Le dernier bilan de la production industrielle et du commerce extérieur, dévoilé la semaine dernière, confirme ce que plusieurs redoutaient: la Chine ralentit. Nettement.

Hausse moindre des exportations, importations stagnantes, perte de vitesse du secteur manufacturier... le dragon chinois semble à bout de souffle au plan économique. Les autorités ont dû annoncer, samedi, de nouvelles mesures pour favoriser le crédit bancaire et ainsi stimuler l'économie.

Mais n'ayez crainte, les grandes sociétés industrielles de la planète avaient pressenti le ralentissement chinois il y a longtemps. Si bien que plusieurs d'entre elles avaient déjà ciblé d'autres marchés pour se développer... tout en haussant leur rentabilité.

Les derniers résultats financiers de certains géants de ce monde, dont l'américain Caterpillar (équipements industriels) et le brésilien Vale SA (mines et métaux), sont éloquents à cet égard: leurs profits augmentent même s'ils proviennent de moins en moins de la Chine. Les États-Unis et les autres économies émergentes ont pris le relais.

Les multinationales s'ajustent

Caterpillar est considérée, à juste titre, comme un baromètre de la puissance industrielle américaine. Il y a quelques jours, le groupe de Peoria, en Illinois, a fait plaisir à ses actionnaires en annonçant des profits en nette hausse au premier trimestre.

La direction de Caterpillar s'est aussi vantée du rendement de l'entreprise sur le marché américain «qui compense largement pour le ralentissement en Chine».

Le responsable des relations avec les investisseurs de la compagnie, Mike DeWalt, va encore plus loin. «La Chine n'occupe pas une grande partie de nos affaires».

On a entendu des commentaires similaires de la part de Dupont, l'une des plus grandes sociétés de produits chimiques au monde. La compagnie américaine précise que ses ventes au premier trimestre ont grimpé de 30% (variation annuelle) au Moyen Orient, de 23% en Amérique latine, alors qu'elles diminuaient de 2% en Asie. Le principal problème dans ce coin du monde? La Chine. Et les profits globalement? Toujours en hausse.

Idem pour le conglomérat suisse ABB et les géants américains General Electric et United Technologies. Tous déplorent un ralentissement de leurs affaires chinoises sans que leurs résultats ne s'en ressentent trop.

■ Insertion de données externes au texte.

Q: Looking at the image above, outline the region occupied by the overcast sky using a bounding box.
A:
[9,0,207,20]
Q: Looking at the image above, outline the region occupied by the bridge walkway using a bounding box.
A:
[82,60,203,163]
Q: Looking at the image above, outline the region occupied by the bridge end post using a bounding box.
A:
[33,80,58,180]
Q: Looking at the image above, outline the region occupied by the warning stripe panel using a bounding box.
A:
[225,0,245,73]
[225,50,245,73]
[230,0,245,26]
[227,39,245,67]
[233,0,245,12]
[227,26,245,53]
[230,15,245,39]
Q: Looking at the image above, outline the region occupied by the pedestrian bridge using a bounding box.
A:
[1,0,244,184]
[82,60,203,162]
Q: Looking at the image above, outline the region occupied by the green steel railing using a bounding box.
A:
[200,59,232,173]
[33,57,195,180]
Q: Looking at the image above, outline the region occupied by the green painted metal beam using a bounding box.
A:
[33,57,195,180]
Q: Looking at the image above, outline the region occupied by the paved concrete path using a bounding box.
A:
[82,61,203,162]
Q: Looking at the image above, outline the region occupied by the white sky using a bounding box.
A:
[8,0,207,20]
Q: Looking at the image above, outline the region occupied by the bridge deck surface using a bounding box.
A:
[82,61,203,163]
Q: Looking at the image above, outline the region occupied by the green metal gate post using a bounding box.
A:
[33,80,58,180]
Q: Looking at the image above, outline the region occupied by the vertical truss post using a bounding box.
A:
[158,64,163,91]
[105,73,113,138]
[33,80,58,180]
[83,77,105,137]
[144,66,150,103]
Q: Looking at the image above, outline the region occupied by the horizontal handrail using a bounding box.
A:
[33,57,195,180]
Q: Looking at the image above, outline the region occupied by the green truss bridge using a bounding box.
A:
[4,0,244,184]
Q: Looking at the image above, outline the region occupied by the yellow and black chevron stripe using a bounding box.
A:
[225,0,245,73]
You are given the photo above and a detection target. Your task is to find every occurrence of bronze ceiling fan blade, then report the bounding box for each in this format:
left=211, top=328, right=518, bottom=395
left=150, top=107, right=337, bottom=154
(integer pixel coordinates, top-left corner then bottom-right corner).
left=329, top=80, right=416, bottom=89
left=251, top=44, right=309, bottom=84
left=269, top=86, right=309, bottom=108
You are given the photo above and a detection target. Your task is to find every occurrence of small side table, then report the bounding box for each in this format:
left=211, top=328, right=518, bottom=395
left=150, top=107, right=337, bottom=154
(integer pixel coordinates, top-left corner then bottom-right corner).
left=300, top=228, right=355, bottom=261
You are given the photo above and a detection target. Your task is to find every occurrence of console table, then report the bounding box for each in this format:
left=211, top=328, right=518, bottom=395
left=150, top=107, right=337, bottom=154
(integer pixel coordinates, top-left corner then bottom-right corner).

«L'hémisphère ouest se porte bien, avec l'Amérique latine qui mène la marche... la croissance en Asie est faible en raison de la Chine, du Japon et des marchés des produits électroniques», rajoute pour sa part Inge Thulin, président du manufacturier multidisciplinaire 3 M, cité récemment par le Financial Times. En somme, America inc. s'adapte plutôt bien aux problèmes de la Chine.

Changement de modèle

Sans le clamer sur les toits, le monde des affaires souhaite néanmoins une intervention musclée de la part de Pékin, dont une baisse des taux d'intérêt, pour relancer la deuxième puissance mondiale. Car l'économie chinoise n'est plus, depuis plusieurs mois, ce bolide qui filait à un rythme annuel de 10% au plus et qui a sorti le monde de la crise financière 2008.

Au premier trimestre 2012, son PIB (produit intérieur brut) a crû de 8,1% - la plus faible hausse annuelle en trois ans.

Le moteur de l'économie - les exportations - a progressé de seulement 4,9% en avril. On est loin des gains «à deux chiffres» auxquels on nous a habitués par le passé.

Crise en Europe, panne du secteur immobilier domestique, hausse des salaires chinois qui rend certaines industries domestiques moins compétitives... Les causes sont nombreuses.

Or, le dernier bilan économique chinois n'est pas une surprise dans la mesure où le gouvernement avait dévoilé, fin 2011, un plan ambitieux pour rendre le pays moins dépendant des exportations et des investissements en infrastructures.

En somme, le ralentissement actuel était prévu. Inévitable.

Il confirme que la Chine est en train de changer de modèle économique. Et cela n'aura pas lieu sans douleur.

L'objectif de Pékin est d'opérer une mutation complète de l'économie vers les hautes technologies, les services et, surtout, la consommation domestique. Ces 20 dernières années, la Chine a tiré profit d'une croissance fondée sur de faibles coûts du travail, une sous-évaluation du yuan et un taux d'épargne élevé.

Mais ce modèle n'est pas suffisant pour que la Chine accède au club des pays à revenus élevés. Pékin se donne environ 15 ans pour atteindre ses objectifs. Un long chemin, parsemé d'embûches.

Il faudra donc s'y faire. Si ces réformes vont à leur terme, la Chine de 2025 n'aura plus grand-chose à voir avec celle d'aujourd'hui.